Ben, sana ne söyleyebildim ki bunca zamandır? ..
Her zaman fazla oldu söyleyemediklerim,
söyleyebildiklerimden! ..
Her zaman; bir bilinmez lisandaki çözülmez şiirleri
koklayıp, hissettirmeye çalıştım sana…
Her zaman biraz daha zaman kolladım seslenmek için
sana, ve her zaman hayıflandım;
Ben, sana ne söyleyebildim ki bunca zamandır? ..
Kendi karanlığında; güneşe görünmek için karar veren
bir tohum gibiydim…
Zordu çıkmak gömüldüğüm çamurdan;
Ama güzeldi!..
Sen güzeldin ve ben, güzelleşiyordum seni düşündüğümde!..

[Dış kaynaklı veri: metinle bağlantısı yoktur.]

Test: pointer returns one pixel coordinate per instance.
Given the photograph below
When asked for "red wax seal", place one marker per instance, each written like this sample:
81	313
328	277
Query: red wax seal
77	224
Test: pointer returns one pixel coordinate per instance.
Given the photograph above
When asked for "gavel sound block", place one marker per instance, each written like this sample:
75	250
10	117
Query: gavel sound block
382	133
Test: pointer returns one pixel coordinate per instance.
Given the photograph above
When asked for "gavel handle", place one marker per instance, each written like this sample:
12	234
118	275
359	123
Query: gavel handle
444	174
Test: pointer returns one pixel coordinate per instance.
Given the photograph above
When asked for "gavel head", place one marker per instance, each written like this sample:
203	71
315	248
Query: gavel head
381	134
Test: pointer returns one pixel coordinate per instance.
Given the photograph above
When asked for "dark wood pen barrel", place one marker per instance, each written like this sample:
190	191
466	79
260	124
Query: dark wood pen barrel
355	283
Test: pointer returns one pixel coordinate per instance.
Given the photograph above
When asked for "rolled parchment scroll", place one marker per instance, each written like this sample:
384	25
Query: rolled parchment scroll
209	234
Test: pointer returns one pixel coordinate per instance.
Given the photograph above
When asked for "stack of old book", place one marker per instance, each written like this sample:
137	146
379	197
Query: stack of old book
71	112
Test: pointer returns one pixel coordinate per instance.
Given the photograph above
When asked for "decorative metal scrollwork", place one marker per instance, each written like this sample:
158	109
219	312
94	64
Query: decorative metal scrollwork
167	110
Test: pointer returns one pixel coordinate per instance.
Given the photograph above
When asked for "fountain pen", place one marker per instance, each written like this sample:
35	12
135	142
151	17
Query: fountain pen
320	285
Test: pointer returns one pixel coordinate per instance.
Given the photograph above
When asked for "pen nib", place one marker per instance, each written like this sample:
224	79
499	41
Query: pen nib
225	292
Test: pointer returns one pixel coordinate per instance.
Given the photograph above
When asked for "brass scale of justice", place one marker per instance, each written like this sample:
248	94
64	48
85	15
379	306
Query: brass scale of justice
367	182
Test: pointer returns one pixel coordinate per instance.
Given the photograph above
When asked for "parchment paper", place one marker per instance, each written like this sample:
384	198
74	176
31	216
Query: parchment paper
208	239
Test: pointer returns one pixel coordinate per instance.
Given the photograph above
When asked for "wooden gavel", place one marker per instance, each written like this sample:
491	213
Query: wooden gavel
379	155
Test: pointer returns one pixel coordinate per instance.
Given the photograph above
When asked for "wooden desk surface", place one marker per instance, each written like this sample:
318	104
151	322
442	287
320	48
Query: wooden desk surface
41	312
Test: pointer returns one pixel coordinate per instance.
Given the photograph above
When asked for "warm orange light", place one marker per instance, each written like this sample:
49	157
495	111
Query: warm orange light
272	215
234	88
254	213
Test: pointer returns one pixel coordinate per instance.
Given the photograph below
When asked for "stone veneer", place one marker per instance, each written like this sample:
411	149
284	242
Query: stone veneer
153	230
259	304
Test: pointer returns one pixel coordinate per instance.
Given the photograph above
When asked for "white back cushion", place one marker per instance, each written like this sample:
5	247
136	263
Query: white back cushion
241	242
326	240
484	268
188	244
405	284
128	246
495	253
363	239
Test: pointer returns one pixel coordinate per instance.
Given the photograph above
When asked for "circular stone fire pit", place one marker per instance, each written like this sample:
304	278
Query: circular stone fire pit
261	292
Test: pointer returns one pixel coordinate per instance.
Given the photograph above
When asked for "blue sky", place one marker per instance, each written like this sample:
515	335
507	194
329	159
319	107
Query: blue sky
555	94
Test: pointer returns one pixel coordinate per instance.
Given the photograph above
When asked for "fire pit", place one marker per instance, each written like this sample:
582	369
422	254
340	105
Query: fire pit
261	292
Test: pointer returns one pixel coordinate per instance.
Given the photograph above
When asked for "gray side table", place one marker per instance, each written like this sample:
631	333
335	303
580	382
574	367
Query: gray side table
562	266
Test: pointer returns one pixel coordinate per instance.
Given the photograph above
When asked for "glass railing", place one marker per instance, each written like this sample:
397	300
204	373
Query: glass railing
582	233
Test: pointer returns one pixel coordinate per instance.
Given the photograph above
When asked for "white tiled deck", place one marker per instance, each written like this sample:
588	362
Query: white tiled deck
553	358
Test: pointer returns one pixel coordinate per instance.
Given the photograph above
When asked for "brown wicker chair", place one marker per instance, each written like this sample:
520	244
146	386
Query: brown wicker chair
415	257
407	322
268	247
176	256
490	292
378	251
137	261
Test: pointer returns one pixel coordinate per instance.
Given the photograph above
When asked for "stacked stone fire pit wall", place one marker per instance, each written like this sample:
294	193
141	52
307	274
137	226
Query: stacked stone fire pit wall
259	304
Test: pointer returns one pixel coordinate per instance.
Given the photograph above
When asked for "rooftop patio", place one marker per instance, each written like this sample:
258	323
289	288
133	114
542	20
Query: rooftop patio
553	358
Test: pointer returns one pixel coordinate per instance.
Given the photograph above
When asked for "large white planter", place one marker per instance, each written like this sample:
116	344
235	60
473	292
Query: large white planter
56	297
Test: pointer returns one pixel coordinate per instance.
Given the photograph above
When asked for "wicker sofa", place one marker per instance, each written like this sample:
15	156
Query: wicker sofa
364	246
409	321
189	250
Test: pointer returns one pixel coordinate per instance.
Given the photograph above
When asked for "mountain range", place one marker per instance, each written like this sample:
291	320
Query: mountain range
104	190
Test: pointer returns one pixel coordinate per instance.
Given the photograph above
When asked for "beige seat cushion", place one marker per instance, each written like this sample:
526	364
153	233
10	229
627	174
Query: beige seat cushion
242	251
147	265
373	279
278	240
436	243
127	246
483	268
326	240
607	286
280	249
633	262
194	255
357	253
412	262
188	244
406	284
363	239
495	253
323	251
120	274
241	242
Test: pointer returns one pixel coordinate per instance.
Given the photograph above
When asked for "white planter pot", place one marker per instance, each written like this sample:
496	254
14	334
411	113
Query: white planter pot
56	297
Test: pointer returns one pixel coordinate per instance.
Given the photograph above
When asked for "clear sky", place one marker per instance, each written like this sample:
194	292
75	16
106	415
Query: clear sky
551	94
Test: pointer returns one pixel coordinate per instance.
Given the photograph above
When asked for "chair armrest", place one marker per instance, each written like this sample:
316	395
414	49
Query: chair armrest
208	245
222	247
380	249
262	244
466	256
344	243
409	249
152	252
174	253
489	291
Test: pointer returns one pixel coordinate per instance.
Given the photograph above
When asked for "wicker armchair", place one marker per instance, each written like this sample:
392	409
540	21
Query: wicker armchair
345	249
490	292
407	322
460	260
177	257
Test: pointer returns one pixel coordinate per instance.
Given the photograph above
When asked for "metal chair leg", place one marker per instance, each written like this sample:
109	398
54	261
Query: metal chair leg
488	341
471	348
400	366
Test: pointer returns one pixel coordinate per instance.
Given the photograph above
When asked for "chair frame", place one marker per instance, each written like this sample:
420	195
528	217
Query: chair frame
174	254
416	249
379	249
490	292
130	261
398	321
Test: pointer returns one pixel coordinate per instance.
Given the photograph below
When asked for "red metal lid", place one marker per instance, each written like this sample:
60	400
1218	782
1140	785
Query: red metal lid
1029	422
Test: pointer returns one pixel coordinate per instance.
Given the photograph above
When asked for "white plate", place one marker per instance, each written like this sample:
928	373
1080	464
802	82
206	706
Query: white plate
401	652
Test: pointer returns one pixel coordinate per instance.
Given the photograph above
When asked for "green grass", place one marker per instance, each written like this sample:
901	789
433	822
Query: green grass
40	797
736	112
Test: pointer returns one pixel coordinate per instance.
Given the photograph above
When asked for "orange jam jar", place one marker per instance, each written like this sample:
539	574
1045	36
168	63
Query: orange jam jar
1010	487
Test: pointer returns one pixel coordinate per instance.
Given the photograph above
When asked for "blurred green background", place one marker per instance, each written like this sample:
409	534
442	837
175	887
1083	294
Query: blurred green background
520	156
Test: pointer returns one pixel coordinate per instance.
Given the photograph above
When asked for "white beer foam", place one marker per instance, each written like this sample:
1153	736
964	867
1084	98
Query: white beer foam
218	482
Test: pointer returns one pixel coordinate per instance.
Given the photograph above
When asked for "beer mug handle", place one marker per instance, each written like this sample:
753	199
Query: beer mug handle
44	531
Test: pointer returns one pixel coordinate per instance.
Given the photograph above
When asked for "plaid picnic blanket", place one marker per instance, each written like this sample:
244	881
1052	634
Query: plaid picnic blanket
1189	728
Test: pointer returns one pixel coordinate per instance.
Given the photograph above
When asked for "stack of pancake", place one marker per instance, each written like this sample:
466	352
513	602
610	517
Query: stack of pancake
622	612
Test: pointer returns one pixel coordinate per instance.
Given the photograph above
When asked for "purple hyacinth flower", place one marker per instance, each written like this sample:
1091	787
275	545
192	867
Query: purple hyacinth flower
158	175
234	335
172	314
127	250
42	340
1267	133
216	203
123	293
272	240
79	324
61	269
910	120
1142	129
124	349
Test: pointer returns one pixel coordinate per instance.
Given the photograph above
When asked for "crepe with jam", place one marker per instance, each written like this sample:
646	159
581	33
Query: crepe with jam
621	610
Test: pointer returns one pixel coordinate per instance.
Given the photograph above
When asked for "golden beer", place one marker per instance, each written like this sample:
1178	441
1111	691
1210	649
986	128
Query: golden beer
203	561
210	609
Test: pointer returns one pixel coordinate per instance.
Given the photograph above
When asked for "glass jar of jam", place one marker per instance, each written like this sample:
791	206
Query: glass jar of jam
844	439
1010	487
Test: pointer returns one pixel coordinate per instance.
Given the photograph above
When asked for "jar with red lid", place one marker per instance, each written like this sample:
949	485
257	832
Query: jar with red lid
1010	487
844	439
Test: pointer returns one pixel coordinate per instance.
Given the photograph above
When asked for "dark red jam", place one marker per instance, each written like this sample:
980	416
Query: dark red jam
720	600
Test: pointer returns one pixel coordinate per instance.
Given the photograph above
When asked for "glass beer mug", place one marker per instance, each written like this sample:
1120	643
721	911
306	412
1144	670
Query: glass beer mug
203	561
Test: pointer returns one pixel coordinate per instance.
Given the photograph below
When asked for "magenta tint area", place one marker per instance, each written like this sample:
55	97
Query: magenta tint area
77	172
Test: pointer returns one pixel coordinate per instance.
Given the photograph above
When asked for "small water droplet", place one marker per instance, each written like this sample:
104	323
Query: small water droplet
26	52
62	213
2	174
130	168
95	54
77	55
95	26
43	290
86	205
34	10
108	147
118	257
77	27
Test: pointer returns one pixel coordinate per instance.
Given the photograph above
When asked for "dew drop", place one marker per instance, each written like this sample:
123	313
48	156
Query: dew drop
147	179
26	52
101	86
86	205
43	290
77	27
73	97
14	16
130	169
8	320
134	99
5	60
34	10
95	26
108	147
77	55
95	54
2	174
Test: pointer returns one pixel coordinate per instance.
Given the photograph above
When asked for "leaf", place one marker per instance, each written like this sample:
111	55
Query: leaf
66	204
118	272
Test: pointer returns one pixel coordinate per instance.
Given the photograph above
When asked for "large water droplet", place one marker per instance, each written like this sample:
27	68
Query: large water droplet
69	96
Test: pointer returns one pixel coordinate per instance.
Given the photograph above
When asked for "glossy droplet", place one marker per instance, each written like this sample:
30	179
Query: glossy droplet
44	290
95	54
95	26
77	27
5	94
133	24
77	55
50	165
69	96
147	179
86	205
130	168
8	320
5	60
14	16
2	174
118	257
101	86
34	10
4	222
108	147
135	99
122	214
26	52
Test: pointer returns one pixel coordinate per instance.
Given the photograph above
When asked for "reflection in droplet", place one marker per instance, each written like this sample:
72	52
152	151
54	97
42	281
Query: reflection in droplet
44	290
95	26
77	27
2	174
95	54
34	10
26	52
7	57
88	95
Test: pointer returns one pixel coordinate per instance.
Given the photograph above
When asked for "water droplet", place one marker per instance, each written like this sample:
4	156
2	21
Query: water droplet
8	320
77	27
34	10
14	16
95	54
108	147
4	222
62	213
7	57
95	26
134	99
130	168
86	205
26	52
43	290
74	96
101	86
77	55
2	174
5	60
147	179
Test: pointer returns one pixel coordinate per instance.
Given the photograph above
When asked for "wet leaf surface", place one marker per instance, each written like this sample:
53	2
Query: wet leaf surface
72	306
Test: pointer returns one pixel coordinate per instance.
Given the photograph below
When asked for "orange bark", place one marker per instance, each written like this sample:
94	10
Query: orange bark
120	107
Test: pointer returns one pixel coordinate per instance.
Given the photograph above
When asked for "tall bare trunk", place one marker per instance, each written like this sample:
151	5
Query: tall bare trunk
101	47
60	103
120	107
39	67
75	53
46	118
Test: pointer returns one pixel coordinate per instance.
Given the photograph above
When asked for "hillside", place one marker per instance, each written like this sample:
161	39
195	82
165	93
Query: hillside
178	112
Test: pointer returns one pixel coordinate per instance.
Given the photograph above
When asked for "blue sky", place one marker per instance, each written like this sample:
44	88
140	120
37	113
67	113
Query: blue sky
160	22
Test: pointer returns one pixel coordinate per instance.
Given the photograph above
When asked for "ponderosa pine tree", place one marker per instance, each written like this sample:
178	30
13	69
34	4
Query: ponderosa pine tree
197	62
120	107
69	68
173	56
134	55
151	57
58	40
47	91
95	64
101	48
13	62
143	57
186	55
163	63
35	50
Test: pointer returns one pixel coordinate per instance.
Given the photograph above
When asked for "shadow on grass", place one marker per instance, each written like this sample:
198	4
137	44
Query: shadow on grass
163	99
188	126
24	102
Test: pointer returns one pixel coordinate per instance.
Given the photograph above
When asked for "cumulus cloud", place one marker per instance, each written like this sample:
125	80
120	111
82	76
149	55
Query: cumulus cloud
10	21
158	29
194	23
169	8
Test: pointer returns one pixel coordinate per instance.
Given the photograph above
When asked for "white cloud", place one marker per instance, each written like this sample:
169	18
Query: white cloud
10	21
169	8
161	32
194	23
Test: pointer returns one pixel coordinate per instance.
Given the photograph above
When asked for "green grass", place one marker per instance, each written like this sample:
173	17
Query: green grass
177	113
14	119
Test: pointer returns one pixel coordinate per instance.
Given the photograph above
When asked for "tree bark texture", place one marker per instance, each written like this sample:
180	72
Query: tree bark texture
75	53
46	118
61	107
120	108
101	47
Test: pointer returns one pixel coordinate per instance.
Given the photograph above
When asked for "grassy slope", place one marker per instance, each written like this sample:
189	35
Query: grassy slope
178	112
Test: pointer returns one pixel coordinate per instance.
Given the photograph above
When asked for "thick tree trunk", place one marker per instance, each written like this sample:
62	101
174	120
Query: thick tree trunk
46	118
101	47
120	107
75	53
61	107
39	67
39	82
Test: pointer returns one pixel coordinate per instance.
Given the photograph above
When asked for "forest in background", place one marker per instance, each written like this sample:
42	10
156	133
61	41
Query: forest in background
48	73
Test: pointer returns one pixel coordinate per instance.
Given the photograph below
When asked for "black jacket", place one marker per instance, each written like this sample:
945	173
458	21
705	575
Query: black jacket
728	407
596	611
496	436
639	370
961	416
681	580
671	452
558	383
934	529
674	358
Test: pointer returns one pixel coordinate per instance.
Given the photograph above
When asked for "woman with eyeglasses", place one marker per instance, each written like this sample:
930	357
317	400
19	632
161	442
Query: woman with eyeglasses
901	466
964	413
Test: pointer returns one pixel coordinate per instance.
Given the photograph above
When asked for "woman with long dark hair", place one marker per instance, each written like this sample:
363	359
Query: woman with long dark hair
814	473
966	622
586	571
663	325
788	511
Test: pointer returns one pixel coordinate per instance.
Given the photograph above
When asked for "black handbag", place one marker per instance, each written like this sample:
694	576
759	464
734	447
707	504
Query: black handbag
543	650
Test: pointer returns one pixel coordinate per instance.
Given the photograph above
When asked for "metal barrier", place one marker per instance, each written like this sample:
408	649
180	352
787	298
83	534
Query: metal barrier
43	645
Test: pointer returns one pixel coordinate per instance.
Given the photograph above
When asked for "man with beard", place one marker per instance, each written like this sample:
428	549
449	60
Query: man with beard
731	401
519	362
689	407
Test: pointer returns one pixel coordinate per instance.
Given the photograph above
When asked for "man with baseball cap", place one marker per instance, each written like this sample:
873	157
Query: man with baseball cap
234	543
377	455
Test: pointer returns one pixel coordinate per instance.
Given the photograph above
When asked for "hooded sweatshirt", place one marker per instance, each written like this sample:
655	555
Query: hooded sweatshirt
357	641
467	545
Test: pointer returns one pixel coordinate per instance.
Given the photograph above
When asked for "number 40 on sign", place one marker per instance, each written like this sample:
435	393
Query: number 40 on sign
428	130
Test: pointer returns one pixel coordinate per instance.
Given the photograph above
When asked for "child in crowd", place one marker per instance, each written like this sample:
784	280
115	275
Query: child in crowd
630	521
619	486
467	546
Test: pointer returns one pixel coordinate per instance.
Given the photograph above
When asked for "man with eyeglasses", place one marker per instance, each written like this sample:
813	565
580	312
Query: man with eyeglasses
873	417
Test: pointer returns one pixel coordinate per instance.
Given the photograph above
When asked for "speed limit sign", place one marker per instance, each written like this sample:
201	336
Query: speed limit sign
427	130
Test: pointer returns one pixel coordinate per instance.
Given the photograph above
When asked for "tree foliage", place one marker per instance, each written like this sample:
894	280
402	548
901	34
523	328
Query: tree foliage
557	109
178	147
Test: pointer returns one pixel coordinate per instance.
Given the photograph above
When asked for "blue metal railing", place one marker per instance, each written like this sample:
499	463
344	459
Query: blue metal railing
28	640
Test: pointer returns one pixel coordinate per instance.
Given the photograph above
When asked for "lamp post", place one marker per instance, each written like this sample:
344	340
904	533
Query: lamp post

Kendi karanlığında; güneşe görünmeye karar verip
yeşillerini giyen bir tohum gibiydim…
Boyutları değişiyordu hayatımın…
Yani, değiştiren sendin boyutlarını hayatımın; büyüyordum,
gelişiyordum, genişliyordum…
Söyleyebildiklerimden çoktu her zaman, söyleyemediklerim;
bu yüzden kelimelerimin arası açılıyordu!..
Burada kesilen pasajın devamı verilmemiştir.